Kata 1 -- .gitignore added after tracking

Task. Adding config.local to .gitignore should stop Git from tracking further changes to it. The version below adds the pattern AFTER the file is already tracked, which does nothing to a file Git already knows about.

drilling/code/kata-01-gitignore-after-tracking/setup.sh (buggy section)

echo "secret=123" > config.local; git add config.local; git commit -q -m "accidentally track config.local"
 
echo "config.local" > .gitignore
git add .gitignore; git commit -q -m "add gitignore (too late)"
echo "secret=456" > config.local          # => edit the already-tracked file again
git status                                 # => BUG: config.local STILL shows as modified -- .gitignore
                                            #    only affects UNTRACKED files, never files already in the index
Model fix and real output

Fix section

git rm --cached -q config.local
git commit -q -m "stop tracking config.local"
echo "secret=789" > config.local           # => edit again
git status                                  # => FIXED: config.local no longer appears at all -- now
                                            #    genuinely untracked AND ignored, exactly as .gitignore intended
cat config.local                             # => the file itself is untouched on disk the whole time

Root cause: .gitignore patterns are consulted only when deciding whether to WARN about or ADD an untracked file -- Git never re-checks an already-tracked path against .gitignore on every status call. git rm --cached is the required extra step: it removes the path from the index (stops tracking future changes) while --cached specifically leaves the working-tree copy on disk untouched.

Output (real, captured):

=== BUGGY: add the ignore pattern AFTER the file is already tracked ===
On branch main
Changes not staged for commit:
 modified:   config.local
 
no changes added to commit (use "git add" and/or "git commit -a")
=== FIX: git rm --cached removes it from tracking WITHOUT deleting it from disk ===
On branch main
nothing to commit, working tree clean
secret=789

Kata 2 -- the detached-HEAD trap

Task. Checking out a commit hash directly (rather than a branch), then committing new work there, looks fine until you switch away -- the new commit has no branch pointing at it.

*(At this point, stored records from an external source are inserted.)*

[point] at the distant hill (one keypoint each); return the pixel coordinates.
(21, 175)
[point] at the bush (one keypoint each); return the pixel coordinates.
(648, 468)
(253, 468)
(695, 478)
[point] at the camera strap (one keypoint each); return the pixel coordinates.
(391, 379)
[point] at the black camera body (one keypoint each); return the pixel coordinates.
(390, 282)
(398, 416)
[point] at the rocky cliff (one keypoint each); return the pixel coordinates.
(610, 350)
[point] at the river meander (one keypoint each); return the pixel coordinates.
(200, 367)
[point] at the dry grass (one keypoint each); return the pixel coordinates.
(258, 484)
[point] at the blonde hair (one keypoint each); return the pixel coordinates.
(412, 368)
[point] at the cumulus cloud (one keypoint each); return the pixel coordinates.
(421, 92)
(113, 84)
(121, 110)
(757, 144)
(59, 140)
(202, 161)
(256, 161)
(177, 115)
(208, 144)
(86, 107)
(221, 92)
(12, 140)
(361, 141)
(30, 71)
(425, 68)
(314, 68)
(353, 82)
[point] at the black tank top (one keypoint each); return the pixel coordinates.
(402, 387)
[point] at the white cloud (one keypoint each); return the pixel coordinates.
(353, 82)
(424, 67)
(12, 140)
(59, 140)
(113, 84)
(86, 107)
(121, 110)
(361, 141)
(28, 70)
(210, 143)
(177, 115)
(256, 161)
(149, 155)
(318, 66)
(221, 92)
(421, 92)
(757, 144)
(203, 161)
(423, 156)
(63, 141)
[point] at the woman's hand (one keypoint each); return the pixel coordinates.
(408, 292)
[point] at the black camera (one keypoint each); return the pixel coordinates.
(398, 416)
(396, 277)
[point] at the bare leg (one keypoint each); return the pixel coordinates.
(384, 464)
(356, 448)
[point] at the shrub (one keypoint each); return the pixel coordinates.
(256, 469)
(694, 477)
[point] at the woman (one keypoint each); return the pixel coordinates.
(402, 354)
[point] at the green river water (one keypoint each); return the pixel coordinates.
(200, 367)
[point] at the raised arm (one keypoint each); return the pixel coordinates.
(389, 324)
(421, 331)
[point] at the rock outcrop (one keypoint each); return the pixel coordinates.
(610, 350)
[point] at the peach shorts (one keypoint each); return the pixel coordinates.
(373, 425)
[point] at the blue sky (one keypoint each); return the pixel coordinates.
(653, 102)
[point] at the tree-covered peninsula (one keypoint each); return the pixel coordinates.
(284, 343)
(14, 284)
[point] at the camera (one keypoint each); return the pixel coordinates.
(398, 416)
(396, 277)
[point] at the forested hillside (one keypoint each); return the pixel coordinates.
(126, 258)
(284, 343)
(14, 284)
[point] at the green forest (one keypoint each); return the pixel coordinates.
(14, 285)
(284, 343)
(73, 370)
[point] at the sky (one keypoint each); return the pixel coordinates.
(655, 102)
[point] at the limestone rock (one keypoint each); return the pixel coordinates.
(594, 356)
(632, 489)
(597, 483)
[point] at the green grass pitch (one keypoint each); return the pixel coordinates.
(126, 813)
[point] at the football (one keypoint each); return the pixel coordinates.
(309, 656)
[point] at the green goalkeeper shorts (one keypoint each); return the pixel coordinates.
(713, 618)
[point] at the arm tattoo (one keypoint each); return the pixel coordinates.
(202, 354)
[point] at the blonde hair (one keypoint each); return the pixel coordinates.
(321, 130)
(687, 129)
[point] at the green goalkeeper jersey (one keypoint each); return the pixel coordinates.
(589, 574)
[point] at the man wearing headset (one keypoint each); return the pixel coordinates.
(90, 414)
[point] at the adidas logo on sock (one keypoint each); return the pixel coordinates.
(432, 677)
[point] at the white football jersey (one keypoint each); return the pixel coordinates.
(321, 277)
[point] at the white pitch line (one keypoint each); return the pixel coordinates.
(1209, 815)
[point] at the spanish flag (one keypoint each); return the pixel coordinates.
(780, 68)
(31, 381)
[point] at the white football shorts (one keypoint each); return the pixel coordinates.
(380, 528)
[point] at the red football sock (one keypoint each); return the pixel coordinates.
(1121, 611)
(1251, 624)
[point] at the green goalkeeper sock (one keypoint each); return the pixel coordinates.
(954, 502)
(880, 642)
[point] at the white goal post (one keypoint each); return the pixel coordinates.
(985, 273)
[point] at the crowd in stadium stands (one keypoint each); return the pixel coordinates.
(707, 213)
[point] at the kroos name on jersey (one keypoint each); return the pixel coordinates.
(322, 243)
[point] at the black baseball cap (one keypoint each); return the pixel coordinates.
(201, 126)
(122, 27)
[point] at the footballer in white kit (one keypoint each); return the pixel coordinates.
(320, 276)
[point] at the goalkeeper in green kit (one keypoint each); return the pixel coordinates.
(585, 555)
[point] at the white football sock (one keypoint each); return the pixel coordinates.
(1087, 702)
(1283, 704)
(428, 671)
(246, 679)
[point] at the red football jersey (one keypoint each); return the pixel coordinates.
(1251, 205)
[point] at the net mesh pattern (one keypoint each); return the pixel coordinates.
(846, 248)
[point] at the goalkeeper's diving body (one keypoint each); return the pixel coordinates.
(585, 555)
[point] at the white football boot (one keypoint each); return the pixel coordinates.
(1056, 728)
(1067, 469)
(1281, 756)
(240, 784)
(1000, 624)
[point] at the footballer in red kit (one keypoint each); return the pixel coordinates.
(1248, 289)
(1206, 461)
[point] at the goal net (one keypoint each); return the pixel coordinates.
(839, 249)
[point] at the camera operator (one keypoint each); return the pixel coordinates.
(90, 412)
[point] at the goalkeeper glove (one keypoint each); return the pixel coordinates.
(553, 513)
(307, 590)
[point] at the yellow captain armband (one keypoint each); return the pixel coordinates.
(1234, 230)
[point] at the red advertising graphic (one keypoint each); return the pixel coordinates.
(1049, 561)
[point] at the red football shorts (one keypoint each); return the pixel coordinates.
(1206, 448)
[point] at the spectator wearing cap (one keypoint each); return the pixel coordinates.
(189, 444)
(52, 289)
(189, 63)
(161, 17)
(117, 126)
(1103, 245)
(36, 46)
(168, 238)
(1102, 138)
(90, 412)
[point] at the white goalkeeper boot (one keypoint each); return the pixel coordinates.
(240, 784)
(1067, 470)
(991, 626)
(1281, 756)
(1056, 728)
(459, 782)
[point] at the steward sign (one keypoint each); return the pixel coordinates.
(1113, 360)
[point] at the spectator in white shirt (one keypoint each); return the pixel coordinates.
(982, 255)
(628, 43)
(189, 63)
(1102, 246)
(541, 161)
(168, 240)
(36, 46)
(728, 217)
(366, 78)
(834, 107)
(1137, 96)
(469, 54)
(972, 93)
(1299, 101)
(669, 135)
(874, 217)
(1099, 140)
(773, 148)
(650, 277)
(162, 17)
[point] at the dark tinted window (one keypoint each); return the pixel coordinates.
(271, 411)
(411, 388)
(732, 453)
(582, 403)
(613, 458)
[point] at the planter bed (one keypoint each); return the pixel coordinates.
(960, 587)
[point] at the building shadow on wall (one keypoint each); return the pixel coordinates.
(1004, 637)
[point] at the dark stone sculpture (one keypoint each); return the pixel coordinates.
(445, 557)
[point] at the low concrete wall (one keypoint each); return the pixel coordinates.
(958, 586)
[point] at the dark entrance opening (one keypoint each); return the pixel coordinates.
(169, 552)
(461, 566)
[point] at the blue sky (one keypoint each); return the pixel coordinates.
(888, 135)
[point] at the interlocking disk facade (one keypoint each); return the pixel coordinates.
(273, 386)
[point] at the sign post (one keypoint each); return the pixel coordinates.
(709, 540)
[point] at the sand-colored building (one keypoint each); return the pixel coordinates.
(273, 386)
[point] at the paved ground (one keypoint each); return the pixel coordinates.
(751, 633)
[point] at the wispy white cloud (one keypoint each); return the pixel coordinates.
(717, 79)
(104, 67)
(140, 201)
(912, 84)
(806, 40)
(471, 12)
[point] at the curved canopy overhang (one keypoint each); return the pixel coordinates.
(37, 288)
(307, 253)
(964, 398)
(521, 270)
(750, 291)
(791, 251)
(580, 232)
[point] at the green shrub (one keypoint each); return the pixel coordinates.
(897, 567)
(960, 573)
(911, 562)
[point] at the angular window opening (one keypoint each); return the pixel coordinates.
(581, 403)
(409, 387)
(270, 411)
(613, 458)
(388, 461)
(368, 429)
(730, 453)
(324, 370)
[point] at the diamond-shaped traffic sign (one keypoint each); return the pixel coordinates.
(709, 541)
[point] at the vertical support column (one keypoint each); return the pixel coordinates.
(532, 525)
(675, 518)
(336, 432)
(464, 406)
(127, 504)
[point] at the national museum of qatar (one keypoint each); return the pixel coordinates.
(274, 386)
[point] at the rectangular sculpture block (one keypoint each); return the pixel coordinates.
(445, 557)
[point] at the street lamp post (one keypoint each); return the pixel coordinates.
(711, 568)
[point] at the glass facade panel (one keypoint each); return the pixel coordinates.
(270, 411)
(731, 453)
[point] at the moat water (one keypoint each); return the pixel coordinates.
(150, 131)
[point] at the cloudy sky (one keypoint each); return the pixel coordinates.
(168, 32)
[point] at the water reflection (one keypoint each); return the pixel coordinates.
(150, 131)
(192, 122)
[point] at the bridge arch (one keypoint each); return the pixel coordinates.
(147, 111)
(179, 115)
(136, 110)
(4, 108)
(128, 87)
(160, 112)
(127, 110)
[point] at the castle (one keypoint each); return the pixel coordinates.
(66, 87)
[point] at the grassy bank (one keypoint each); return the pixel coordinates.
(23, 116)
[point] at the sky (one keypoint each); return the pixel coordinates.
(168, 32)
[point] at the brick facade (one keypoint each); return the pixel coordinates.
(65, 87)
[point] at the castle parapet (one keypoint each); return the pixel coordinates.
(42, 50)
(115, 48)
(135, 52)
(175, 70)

drilling/code/kata-02-detached-head-trap/setup.sh (buggy section)

git checkout -q "$FIRST"                    # => detached HEAD -- HEAD now points straight at a commit,
                                             #    not through any branch (co-04)
git status | head -2                          # => Git itself warns about detached HEAD
echo "hotfix content" > hotfix.txt
git add hotfix.txt; git commit -q -m "hotfix work in detached HEAD"
DETACHED_TIP=$(git rev-parse HEAD)
git switch main -q                            # => switching branches while detached: the hotfix commit
                                              #    has NO branch pointing at it anymore
git log --oneline | { grep -c "hotfix work" || true; }   # => BUG: 0 -- the hotfix commit is unreachable
                                              #    from main; it only survives via reflog, and only for a while
Model fix and real output

Fix section

git branch rescued "$DETACHED_TIP"            # => recreates a real, permanent pointer at that commit,
                                              #    using the hash noted before switching away (co-11)
git log --oneline rescued | { grep -c "hotfix work" || true; }   # => FIXED: 1 -- reachable again, permanently, via
                                              #    a real branch instead of a soon-to-expire reflog entry

Root cause: Git commits made while HEAD is detached are perfectly real objects, but with no branch pointer keeping them reachable, they become effectively invisible (and eventually garbage-collectible) the moment HEAD moves elsewhere. Noting the tip hash BEFORE switching away, then creating a real branch at that hash, is the fix -- the same principle Example 63's deleted-branch recovery relies on.

Output (real, captured):

=== BUGGY: checking out a commit hash directly, not a branch ===
HEAD detached at 9fb8998
nothing to commit, working tree clean
0
=== FIX: create a branch BEFORE committing in detached HEAD, or immediately after ===
1

Kata 3 -- reset --hard loses UNCOMMITTED work permanently

Task. A muscle-memory git reset --hard to "clean up" discards whatever is uncommitted in the working tree -- and unlike a discarded COMMIT, reflog has nothing to recover, because the edit was never committed in the first place.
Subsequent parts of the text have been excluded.